OutputTypeHandler patched.
Read clob column from table
OutputTypeHandler clob raised
time: 1.0885541439056396
OutputTypeHandler clob raised
time: 1.1074016094207764
OutputTypeHandler clob raised
time: 1.060746669769287
OutputTypeHandler clob raised
time: 1.0482861995697021
OutputTypeHandler clob raised
time: 1.0315427780151367
OutputTypeHandler clob raised
time: 1.0293917655944824
OutputTypeHandler clob raised
time: 0.9692401885986328
OutputTypeHandler clob raised
time: 0.929304838180542
OutputTypeHandler clob raised
time: 0.9637398719787598
OutputTypeHandler clob raised
time: 1.004173994064331

Is it data or data length dependent?

anthony-tuininga commented 3 years ago

I don't think there is anyway to tell AQ to return a string instead of a 'LOB locator'. Perhaps @anthony-tuininga knows.

There is indeed no way to have database object attributes be returned as strings instead of LOBs. PL/SQL is limited to 32,767 bytes so anything larger than that must be transported as a LOB.

I'm looking further into the performance differences for queries as I am not seeing now what I was before. I'll get back to you on that...

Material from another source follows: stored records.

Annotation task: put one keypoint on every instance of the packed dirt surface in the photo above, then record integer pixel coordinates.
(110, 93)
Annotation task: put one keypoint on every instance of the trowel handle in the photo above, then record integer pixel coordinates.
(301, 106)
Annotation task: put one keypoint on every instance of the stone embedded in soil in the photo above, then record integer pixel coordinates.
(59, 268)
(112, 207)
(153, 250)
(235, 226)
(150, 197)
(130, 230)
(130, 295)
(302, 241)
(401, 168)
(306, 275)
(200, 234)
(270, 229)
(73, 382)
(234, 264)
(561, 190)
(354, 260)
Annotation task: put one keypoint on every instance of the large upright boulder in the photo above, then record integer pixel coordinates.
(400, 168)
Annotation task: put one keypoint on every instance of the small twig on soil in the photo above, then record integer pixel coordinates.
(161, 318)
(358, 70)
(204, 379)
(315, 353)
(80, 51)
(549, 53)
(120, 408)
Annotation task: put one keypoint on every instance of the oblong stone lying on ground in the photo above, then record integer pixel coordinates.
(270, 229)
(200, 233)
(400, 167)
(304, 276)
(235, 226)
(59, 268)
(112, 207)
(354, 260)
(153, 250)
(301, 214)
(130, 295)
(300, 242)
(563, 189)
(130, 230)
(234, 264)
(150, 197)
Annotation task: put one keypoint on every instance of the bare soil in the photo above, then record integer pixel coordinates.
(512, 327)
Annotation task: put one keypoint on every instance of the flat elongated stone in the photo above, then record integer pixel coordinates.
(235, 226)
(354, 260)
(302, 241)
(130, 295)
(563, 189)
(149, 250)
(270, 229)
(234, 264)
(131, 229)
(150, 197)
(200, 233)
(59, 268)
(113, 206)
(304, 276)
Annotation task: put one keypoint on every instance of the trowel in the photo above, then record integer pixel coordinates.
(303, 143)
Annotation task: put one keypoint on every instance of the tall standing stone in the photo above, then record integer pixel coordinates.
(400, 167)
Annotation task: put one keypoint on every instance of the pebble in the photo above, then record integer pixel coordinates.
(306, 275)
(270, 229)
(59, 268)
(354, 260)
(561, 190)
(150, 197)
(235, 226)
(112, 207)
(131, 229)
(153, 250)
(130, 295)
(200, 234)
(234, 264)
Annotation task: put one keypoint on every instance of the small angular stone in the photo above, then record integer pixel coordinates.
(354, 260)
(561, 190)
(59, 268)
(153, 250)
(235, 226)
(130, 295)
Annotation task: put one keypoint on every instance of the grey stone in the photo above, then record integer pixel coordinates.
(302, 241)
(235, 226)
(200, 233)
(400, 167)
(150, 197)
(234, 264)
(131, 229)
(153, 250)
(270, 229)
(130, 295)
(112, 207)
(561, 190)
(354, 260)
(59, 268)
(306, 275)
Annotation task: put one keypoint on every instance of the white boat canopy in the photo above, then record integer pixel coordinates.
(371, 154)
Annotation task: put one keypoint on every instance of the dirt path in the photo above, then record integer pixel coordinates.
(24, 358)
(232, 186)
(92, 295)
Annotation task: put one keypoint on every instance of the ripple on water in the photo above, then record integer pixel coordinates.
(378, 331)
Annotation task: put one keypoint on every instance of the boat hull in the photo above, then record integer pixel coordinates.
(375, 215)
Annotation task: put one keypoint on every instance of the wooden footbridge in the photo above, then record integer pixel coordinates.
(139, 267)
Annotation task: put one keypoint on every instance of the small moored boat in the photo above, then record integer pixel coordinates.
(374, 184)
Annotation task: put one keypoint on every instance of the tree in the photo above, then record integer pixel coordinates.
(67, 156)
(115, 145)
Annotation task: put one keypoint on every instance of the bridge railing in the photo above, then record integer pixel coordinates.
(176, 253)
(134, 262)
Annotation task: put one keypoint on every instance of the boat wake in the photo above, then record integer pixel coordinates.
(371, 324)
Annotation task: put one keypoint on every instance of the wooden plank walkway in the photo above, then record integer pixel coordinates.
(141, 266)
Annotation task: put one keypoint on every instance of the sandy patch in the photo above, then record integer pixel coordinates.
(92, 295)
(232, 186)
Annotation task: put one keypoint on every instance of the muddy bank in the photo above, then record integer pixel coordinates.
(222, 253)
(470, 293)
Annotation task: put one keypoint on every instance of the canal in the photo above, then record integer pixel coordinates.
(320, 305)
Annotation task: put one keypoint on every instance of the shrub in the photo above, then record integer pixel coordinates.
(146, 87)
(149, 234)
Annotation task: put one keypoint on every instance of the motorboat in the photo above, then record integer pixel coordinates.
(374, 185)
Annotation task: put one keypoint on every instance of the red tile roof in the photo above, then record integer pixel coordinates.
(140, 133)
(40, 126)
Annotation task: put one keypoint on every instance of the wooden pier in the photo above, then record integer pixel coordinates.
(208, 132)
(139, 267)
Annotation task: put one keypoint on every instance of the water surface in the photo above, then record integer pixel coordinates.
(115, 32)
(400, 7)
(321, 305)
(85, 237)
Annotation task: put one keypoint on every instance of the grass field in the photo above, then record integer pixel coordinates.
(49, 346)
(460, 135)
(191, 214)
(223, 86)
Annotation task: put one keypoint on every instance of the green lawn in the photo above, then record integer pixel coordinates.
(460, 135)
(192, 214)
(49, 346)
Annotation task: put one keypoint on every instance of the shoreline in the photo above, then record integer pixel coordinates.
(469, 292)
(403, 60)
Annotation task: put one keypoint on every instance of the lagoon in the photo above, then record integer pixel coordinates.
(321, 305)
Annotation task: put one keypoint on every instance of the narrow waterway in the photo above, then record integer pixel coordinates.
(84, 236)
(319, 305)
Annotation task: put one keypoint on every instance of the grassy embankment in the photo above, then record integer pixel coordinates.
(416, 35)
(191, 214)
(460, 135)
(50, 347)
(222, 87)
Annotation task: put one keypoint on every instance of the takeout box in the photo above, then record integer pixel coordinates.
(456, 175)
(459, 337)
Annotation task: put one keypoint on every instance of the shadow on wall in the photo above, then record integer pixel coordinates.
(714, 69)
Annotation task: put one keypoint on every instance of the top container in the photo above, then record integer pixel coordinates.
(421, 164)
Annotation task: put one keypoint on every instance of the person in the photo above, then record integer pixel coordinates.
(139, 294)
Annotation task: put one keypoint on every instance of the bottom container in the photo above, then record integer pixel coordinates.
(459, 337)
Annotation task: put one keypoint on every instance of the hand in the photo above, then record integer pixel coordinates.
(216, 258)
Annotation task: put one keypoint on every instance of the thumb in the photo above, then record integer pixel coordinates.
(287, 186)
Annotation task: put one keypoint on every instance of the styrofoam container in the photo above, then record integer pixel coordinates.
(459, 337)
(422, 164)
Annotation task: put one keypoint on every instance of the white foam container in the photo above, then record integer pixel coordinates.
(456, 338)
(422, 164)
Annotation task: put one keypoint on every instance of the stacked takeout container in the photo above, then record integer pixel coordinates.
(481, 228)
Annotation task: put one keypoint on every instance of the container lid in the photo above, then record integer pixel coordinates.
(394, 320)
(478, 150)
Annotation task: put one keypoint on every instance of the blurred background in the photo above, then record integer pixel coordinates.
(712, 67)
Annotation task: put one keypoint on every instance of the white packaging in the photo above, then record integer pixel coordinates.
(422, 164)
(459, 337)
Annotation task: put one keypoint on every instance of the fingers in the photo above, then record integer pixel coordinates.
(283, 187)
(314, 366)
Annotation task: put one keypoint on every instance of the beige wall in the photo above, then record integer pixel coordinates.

anthony-tuininga commented 3 years ago

I just discovered the source of my slowdown. I had tracing enabled in my SQLNET.ORA configuration file! Without that in place I see that the fetch as LOB is significantly slower than the fetch as STRING (with the output type handler). The difference is more dramatic for smaller LOB sizes but it is still present even at large sizes. Maybe check to see if tracing is enabled for you, too?

sinys15 commented 3 years ago

I don't have SQLNET.ORA on client (I use instant client) and SQLNET.ORA on the server don't have any TRACE parameters.

anthony-tuininga commented 3 years ago

Ok. I reran your exact test and I am seeing approximately twice the performance when using the output type handler (using a database that is remote to the client but on the same network, as well as when using a database on the same machine as the client). I'm not sure why you're not seeing the same behavior. Its worth noting that on my machine I am seeing times of approximately 90 ms for reading the LOB and about 40 ms for using the output type handler (when using the remote database) and about 40 ms for reading the LOB and 10-15 ms for using the output type handler (when using a local database). Your numbers indicate your database/client is 10-15x slower! It might be worth setting the environment variable DPI_DEBUG_LEVEL to the value 4 before running your test cases and examining the output to see if there is some call in particular that is using a lot of time. If the call to dpiStmt_execute() or dpiStmt_fetchRows() is the one taking a lot of time, you can also set DPI_DEBUG_LEVEL to 36. This will take note of the memory allocations. When tracing was enabled for me I was seeing about 15-20 ms between successive memory allocations (when using the output type handler). There should be no (noticeable) time between successive memory allocations.

stale[bot] commented 3 years ago

This issue has been automatically marked as inactive because it has not been updated recently. It will be closed if no further activity occurs. Thank you for your contributions.

stale[bot] commented 3 years ago

This issue has been automatically closed because it has not been updated for a month.